O MST E A MORTE DE RAMSAY BOLTON
(Ou: uma reflexão sobre a estupidez)

Liderados por Jon Snow, terroristas petralhas e selvagens do MST invadiram a fazenda do empresário tucano Ramsés Boltão, no norte do país, destruíram sua lavoura de anos, sequestraram sua esposa e o espancaram até a morte. E isso a Globo não mostra! Gente, que absurdo!

Não, amigos e amigas, eu não enlouqueci. Também não hackearam a minha página. Estou dividido, nesse momento, entre o medo e o riso. O medo pela epidemia de estupidez e burrice motivada que assola os Sete Reinos e o riso pelas coisas que eu estou vendo nas redes sociais, nos jornais e nas ruas. Explico: alguém quis testar os limites da ignorância verde-amarela e publicou no Facebook o meme que reproduzo aqui, relatando uma suposta invasão do MST a uma fazenda do Norte, onde teria sido espancado e assassinado um fazendeiro que, por acaso, tem um nome muito parecido ao do personagem de Game of Thrones que morreu no último — espetacular! — episódio da série da HBO, da qual sou muito fã, como vocês sabem. Aliás, a foto que ilustra o meme irônico é do ator britânico Iwan Rheon, que interpretava o Ramsay Bolton. O teste foi um sucesso tão grande que dá medo: muitas pessoas acreditaram na falsa “notícia” e o meme foi compartilhado por diferentes páginas e grupos de ultra-direita, provocando uma quantidade absurda de comentários indignados e revoltados de pessoas que pedem “intervenção militar já” como resposta para a suposta invasão do MST.

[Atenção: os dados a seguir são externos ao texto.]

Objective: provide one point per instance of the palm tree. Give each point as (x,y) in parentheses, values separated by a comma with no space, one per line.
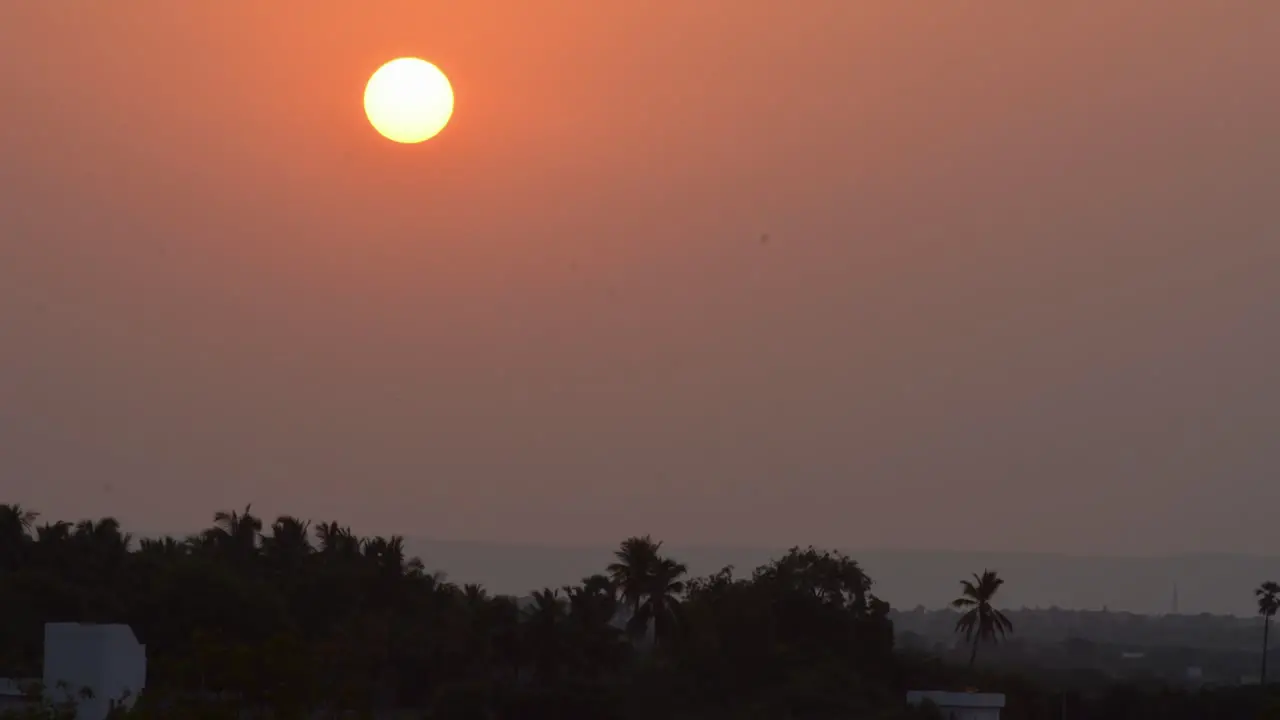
(1269,602)
(981,621)
(289,542)
(661,607)
(236,533)
(16,524)
(632,572)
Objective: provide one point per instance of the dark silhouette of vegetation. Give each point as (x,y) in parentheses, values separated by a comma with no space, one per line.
(981,620)
(1269,602)
(296,619)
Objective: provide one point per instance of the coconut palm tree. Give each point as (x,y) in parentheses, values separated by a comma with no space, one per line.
(632,572)
(981,620)
(16,523)
(288,543)
(236,533)
(1269,602)
(661,606)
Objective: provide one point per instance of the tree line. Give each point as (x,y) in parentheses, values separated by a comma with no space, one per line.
(298,619)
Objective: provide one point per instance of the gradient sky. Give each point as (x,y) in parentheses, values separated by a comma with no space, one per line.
(1020,288)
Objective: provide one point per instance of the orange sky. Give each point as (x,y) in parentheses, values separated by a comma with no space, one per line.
(1019,291)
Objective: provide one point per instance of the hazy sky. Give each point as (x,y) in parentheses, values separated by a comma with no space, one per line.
(1020,291)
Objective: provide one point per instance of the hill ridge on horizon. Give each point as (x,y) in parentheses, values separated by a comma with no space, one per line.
(1216,582)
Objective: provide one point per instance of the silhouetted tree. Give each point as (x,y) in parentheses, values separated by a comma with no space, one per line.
(981,621)
(1269,602)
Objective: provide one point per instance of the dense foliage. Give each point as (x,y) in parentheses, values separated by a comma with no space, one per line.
(292,620)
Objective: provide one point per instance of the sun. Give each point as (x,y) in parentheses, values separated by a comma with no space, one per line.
(408,100)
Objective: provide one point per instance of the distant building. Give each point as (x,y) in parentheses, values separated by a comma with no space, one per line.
(960,706)
(108,660)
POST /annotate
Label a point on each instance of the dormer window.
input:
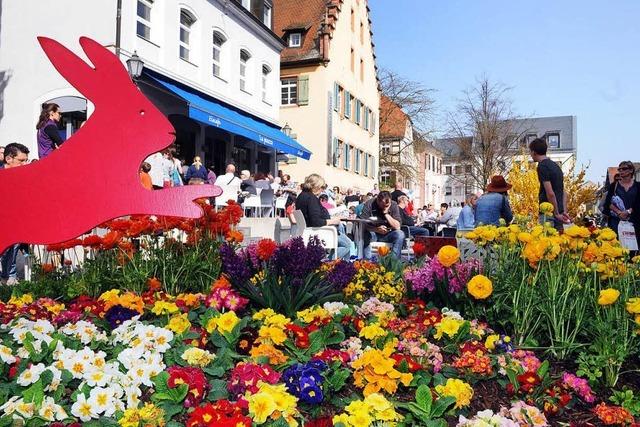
(295, 39)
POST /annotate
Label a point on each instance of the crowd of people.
(388, 216)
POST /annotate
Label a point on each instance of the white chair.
(252, 202)
(229, 192)
(328, 234)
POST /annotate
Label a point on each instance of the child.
(145, 179)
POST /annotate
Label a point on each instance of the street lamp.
(287, 130)
(135, 66)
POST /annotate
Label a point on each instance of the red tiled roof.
(393, 121)
(300, 14)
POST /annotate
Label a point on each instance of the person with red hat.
(494, 204)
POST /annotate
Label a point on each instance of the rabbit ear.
(70, 66)
(108, 66)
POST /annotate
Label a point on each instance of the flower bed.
(278, 337)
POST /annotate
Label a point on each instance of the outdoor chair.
(266, 202)
(328, 234)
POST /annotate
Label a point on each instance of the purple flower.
(234, 264)
(341, 274)
(296, 261)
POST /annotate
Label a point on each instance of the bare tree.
(414, 99)
(483, 128)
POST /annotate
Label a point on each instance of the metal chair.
(328, 235)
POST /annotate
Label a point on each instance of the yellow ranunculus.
(546, 208)
(608, 296)
(633, 305)
(480, 287)
(448, 255)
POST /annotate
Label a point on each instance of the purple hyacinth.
(341, 274)
(295, 260)
(234, 264)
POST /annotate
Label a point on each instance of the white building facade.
(200, 55)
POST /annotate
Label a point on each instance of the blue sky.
(567, 57)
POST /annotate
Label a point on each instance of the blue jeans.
(395, 237)
(8, 262)
(344, 246)
(418, 231)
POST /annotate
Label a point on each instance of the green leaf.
(441, 406)
(218, 390)
(34, 394)
(424, 398)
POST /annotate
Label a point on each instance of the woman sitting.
(315, 215)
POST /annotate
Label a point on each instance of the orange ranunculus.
(448, 255)
(154, 284)
(266, 248)
(383, 251)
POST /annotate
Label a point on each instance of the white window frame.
(143, 21)
(266, 14)
(288, 84)
(217, 48)
(244, 70)
(184, 48)
(295, 39)
(266, 71)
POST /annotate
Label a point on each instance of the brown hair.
(47, 109)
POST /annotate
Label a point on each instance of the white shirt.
(228, 179)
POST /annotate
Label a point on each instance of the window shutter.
(347, 104)
(303, 90)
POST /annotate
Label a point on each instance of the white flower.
(6, 355)
(51, 411)
(31, 375)
(57, 377)
(83, 409)
(25, 410)
(102, 400)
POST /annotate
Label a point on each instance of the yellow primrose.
(608, 296)
(179, 323)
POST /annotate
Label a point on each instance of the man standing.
(408, 221)
(385, 226)
(397, 192)
(14, 155)
(551, 182)
(229, 178)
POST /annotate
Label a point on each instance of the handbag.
(627, 235)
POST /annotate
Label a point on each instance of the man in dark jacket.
(408, 221)
(385, 222)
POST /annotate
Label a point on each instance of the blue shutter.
(347, 104)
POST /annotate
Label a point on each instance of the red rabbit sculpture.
(94, 177)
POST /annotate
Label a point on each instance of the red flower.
(48, 268)
(419, 249)
(528, 381)
(92, 241)
(266, 248)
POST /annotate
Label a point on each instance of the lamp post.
(135, 66)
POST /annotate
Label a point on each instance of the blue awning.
(206, 110)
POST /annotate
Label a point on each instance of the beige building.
(330, 97)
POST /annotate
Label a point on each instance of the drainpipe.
(118, 26)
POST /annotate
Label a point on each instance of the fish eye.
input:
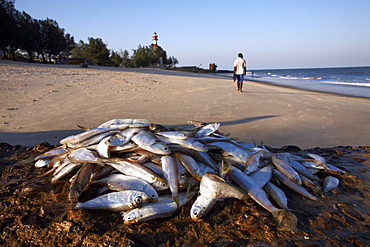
(138, 199)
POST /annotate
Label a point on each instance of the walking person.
(240, 69)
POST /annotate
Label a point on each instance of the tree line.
(44, 39)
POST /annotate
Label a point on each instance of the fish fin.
(47, 173)
(224, 169)
(83, 127)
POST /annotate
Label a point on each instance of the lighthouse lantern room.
(155, 39)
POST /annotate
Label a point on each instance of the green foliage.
(145, 56)
(95, 51)
(45, 39)
(18, 30)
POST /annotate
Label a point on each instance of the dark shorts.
(239, 77)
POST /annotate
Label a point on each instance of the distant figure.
(240, 69)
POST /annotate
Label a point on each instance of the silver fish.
(123, 137)
(188, 142)
(120, 182)
(66, 168)
(262, 176)
(134, 169)
(201, 207)
(183, 177)
(173, 134)
(115, 201)
(252, 188)
(80, 181)
(51, 154)
(214, 187)
(314, 187)
(286, 169)
(293, 186)
(88, 137)
(83, 155)
(170, 173)
(146, 140)
(277, 194)
(253, 162)
(124, 123)
(330, 183)
(285, 220)
(232, 149)
(163, 208)
(207, 129)
(190, 165)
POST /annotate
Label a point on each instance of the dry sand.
(45, 103)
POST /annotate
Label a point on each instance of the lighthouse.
(155, 39)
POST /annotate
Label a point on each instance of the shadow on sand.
(54, 136)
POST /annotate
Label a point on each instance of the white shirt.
(240, 63)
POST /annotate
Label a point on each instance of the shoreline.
(42, 102)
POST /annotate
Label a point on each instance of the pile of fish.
(147, 171)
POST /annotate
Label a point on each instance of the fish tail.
(286, 220)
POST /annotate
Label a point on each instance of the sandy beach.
(46, 103)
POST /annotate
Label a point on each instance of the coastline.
(45, 103)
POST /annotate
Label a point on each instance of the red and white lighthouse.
(155, 39)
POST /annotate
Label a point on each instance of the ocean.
(351, 81)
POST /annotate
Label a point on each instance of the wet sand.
(45, 103)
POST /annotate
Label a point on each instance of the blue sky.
(271, 34)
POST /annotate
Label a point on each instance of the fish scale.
(185, 162)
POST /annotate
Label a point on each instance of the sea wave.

Devo rir? Devo chorar? O que a gente faz, amigos e amigas?

Essa burrice que se estende no mundo está provocando cada vez mais tragédias e o renascimento de formas de fascismo que acreditávamos terem sido enterradas depois da Segunda Guerra Mundial. Na hora, quando a gente vê episódios como o que estou relatando aqui, dá vontade de rir, mas se pensarmos um pouco, não é engraçado. É assustador. Só a educação, a cultura e a afirmação dos direitos humanos pode nos salvar de uma nova tragédia. Precisamos acordar antes de que seja tarde. Pensando nisso tudo, lembrei de uma passagem do livro 1984, de George Owell, que parece tristemente atual:

«Os herdeiros das revoluções francesa, inglesa e americana haviam em parte acreditado em seus próprios chavões sobre direitos humanos, liberdade de expressão, igualdade perante a lei e assim por diante, permitindo inclusive, dentro de certos limites, que sua conduta fosse influenciada por eles. Só que aproximadamente nos anos 1940 todas as principais correntes de pensamento político eram autoritárias. O paraíso terrestre fora desacreditado exatamente no instante em que se tornara praticável. Todas as novas teorias políticas, seja lá como se autodenominassem, reeditavam as ideias de hierarquia e regimentação. E no enrijecimento geral de perspectivas instaurado por volta de 1930, algumas práticas havia muito abandonadas, em alguns casos centenas de anos — prisões sem julgamento, escravização de prisioneiros de guerra, execuções públicas, tortura para extrair confissões, uso de reféns e deportação de populações inteiras —, não apenas voltaram a se tornar comuns como eram toleradas e defendidas até por pessoas consideradas esclarecidas e progressistas.» (Do Facebook de Jean Wyllys)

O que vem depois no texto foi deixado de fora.